DX Unified Infrastructure Management

  • Private Community
 View Only

 Is there any API or pu to disconnect a tunnel

David Givens's profile image
David Givens posted Sep 24, 2025 10:38 AM

hi all,

I am wondering if there any API/pu exposed which allows the "Disconnect" of tunnel clients ?

We need to perform this on a number of tunnels and it would be nice to script this.

Thanks

Garin Walsh's profile image
Garin Walsh posted Sep 26, 2025 12:02 AM

You can use the controller callback probe_config_set to set /tunnel/clients/1/active to no and then use the hub callback _stop to restart the hub and read the new config.

The main issue is that there's no good way to identify the tunnel because the client number of the tunnel is set based on creation order.

You can also use an archive package and create a cfx file that updates or replaces the tunnel section(s) with the new information.

David Givens's profile image
David Givens posted Sep 26, 2025 04:25 AM

Thanks Garin.

The issue with the pu is that once the tunnel deativated, there is no way to then send the active pu after the successul drop. I guess a script(ps1/bat) file could be called locally but that would include creds on a remote session. Hopefully I am wrong with that understanding and you can tell me otherwise :)

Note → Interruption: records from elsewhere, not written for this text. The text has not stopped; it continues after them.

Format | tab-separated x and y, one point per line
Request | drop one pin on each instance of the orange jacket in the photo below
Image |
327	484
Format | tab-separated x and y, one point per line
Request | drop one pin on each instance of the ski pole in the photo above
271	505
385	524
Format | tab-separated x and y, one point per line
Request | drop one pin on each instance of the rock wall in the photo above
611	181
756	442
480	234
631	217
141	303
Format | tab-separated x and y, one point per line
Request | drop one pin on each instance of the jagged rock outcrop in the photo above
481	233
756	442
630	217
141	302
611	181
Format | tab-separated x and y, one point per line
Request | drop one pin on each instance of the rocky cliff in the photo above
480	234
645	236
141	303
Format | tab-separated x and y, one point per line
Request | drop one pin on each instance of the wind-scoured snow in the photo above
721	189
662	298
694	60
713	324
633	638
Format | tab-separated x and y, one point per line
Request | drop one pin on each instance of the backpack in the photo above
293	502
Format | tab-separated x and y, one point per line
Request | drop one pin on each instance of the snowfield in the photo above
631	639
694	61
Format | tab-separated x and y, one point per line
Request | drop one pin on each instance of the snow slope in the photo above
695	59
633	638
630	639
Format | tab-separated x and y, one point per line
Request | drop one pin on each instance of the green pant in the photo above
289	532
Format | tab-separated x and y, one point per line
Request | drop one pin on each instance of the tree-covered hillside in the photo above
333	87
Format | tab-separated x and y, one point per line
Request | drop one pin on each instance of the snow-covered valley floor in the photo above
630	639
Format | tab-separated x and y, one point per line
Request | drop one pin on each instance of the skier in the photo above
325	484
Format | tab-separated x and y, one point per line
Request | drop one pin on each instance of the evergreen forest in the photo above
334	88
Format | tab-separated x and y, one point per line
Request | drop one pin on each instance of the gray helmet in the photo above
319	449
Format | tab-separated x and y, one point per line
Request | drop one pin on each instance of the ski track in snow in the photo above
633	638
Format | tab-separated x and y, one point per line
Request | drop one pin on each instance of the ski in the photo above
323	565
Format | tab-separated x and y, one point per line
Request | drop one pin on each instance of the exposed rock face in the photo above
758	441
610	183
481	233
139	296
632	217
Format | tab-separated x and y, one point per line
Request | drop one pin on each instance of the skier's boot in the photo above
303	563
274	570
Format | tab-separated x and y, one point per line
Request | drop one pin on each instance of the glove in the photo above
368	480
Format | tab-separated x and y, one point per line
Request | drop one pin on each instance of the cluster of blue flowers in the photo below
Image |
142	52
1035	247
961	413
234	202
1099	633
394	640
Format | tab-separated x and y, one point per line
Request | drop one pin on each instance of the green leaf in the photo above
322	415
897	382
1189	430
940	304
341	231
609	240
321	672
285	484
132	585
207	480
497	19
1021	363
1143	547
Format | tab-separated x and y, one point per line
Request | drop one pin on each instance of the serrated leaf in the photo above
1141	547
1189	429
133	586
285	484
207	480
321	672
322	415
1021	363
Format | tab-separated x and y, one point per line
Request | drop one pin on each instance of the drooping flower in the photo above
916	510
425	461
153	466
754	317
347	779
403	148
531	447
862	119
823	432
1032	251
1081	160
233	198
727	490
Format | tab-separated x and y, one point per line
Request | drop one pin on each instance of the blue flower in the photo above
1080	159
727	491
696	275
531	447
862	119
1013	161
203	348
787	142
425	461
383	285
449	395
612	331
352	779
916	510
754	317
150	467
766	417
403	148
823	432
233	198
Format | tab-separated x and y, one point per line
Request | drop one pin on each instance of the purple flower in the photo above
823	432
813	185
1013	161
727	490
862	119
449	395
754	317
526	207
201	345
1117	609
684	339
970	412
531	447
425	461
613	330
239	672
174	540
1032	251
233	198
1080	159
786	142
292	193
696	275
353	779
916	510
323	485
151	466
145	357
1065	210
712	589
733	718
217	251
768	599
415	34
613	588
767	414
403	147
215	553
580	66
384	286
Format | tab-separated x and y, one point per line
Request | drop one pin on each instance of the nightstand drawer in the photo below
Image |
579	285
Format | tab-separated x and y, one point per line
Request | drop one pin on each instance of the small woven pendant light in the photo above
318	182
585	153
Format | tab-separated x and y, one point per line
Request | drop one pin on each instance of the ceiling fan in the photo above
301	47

Garin Walsh's profile image
Garin Walsh posted Sep 26, 2025 09:49 AM

Your existing tunnel section will look like

<tunnel>
   <clients>
      <1>
         active = yes
         host = 1.2.3.4
         port = 1234
         heartbeat = 30
         cert = certs/client1.pem
         password = gobbledygook=
         check_cn = no
         description = Im a tunnel
         hub = TunnelHub
         robot = RobotName
      </1>

If you are just changing the tunnel server IP to 9.8.7.6 for the client, you could create a hub archive package that contains a hub.cfx that contains the contents:

<tunnel> overwrite
   <clients> overwrite
      <1> overwrite
         host = 9.8.7.6

      </1>

   </clients>

</tunnel>

That package would then update the IP of the tunnel server and restart the hub probe on the client. The tunnel is still "active" and so on restart it'll be working.

Alternatively, you could create a second tunnel (section <2>) and then the client will run two tunnels. Then you can verify the new tunnel works and then after that, disable the old tunnel. This is the process we use to update the tunnel certificates when they expire.

But specifically to you question about "activating" a tunnel, all that's required is to configure the tunnel, set "active = yes" for it's section, restart the hub probe.

You can also include things like the certificate pem file in the package too in order to get that into the right place.

David Givens's profile image
David Givens posted Sep 26, 2025 10:01 AM

Thanks for the input Garin

ah yes, I have moved tunnel clients around with that method

The context behind this is .. I have made a small private app which connects to uimapi and/or exectutes a pu. Searches for end customer hubs, removes old hub entries from all hubs, checks hub queues etc etc , so I wanted to add a nice option in the app to search and destroy a tunnel for the hub name

We have Primary(Tunnel Server) <-Secondary (Tunnel Client, 4 of these) <-Customer Hub (Client)

Customer hubs keep dropping, get/attach still functions/connects, but admin is not possible due to them being red. A tunnel disconnect from the Secondary hub will recover these stale tunnels.

So I wanted to add this to the app; like call the <disconnect_client> callback via my app.